What else makes The 1975 such an astounding band to play live is their exclusive lights show. Exemplified when they play the title track of their second album ‘I like it when you sleep…’ multi-coloured lights flow through the stage’s backdrop and hazy fractals of the band up close are displayed on screen. One of their most experimental efforts to date, the song live sounds like something Jamie xx would release, and signifies a momentary rebirth for the band from their poppy sound. Perhaps a sign of things to come on the third record? One can only hope.

Attempting a gig as big as this, Matty reveals the band want to play some old songs as they triumphantly tear through ‘M.O.N.E.Y’, ‘Undo’ and ‘Milk’. As the energy settles the frontman delivers a speech not dissimilar to one he gave at Glastonbury.
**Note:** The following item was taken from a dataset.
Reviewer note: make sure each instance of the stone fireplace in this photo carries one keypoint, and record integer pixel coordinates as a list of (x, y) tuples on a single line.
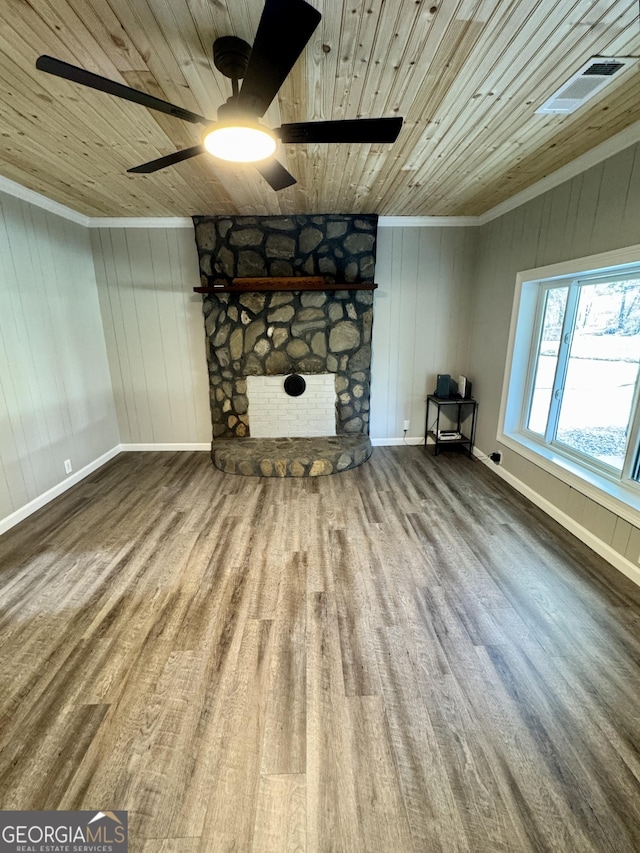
[(272, 330)]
As an introduction to ‘Loving Someone’ – a song about compassion and understanding – Matty pinpoints Trump and Brexit as examples of ‘disenfranchised people’ leading the muddled voice of ‘democracy’, and drowning out the liberals. Despite this, he wants fans to be understanding and compassionate to those people even if they make us feel ‘pissed off’. An artist with insightful political views and catchy tunes, is there anything he can’t do?

Following ‘Loving Someone’ is ‘She’s American’ which goes down a storm before the band play a joint medley of ‘Please Be Naked’ and ‘lostmyhead’, which sounds as angelic as a film score. After the drama comes to an end, the heartfelt synths of the beginning of ‘Somebody Else’ drone in as screams echo around the arena. As Matty sings ‘Get someone you love? Get someone you need? Fuck that, get money!’ everyone certainly agrees with the brash sentiment as they scream out the words.
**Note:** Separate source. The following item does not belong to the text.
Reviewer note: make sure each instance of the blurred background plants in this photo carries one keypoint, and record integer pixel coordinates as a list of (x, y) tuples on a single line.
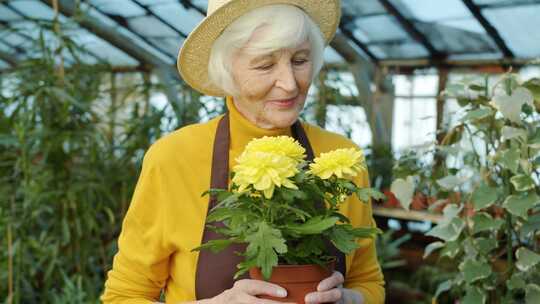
[(485, 174), (72, 138)]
Now comes the frontman’s second speech of the night remarking how odd it is that tracks made in his bedroom have translated to a venue that holds 20,000 people. Highlighting that everyone is there for the same reason, they should be in the moment, so he politely requests everyone to be ‘intimate’ for one song, to turn their phones off and not ‘live through a screen’ for a brief moment. ‘Fallingforyou’ is the song of choice for this close encounter, and everyone obeys the singer’s caring request as lights disappear around the arena.
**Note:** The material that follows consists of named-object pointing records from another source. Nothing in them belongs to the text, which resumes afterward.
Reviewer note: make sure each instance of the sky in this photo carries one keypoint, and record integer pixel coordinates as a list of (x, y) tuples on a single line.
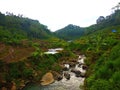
[(57, 14)]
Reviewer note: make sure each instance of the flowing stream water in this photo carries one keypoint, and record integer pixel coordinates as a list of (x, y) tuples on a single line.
[(72, 84)]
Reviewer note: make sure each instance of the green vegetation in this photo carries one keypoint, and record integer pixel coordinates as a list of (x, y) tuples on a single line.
[(23, 42), (70, 32)]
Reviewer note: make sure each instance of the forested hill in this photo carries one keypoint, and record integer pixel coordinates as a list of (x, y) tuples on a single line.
[(70, 32), (104, 22), (74, 32), (14, 28)]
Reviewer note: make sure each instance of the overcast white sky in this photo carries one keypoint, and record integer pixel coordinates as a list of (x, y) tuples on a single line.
[(58, 13)]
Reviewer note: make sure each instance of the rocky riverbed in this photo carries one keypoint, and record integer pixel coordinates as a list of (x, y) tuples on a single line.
[(71, 78)]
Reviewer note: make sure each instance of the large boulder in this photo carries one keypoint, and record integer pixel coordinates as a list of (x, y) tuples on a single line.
[(67, 75), (47, 79), (77, 72), (84, 67), (57, 76), (82, 74)]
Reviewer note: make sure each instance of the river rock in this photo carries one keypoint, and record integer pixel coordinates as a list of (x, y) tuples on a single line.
[(47, 79), (82, 74), (84, 67), (13, 87), (3, 88), (57, 76), (67, 75), (65, 69), (72, 64), (77, 72)]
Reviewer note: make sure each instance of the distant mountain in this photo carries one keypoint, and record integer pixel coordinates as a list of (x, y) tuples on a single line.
[(70, 32), (14, 28), (104, 22)]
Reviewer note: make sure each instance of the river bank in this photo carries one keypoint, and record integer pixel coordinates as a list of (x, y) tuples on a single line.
[(76, 78)]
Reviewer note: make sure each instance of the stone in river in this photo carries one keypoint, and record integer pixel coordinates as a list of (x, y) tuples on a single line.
[(47, 79)]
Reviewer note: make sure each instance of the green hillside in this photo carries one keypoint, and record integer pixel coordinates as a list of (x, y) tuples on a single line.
[(15, 28), (69, 32), (23, 42)]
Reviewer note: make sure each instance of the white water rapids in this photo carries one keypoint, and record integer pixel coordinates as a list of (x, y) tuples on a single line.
[(72, 84)]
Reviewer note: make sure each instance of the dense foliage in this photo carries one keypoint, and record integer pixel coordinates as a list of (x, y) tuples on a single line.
[(100, 43), (14, 28), (70, 32)]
The last three songs the band plays are ‘Paris’, ‘Girls’ and ‘Sex’, with the latter two sending the crowd into a ruckus. As the guitar-thrashing finale of ‘Sex’ comes to an end, one cannot think that the band missed a few signature songs despite playing around a twenty-long song set. As the lights fade to black, people wonder that there must be more to come. The moment drifts by slowly before the opening chords of ‘Medicine’ chime in, a song the band recorded for a re-scoring of the 2011 film Drive. Eloquently poised, Matty begins to cry and mouths the words ‘thank you so much’ as the stage adopts the backdrop of a city skyline. This gig has truly meant the world to him. Playing next one of his favourite tracks off the new album ‘If I Believe You’ – a song about his struggles with atheism – he climbs on the speaker and has a ‘hallelujah moment’, taking everything in as the gospel choir provides heavenly harmonies. Seemingly he really does care about the music more than the press give him credit for, and this gig speaks volumes about that critique. Now comes The 1975’s anthem ‘Chocolate’ which bounds along almost as if it is ingrained in the band and fans since birth. Tipping off the night with arguably their most popular song to date, ‘The Sound’, The 1975 shut down the 02 with a celebration of their success in 2016, and the sure-fire promise of only greater things to come.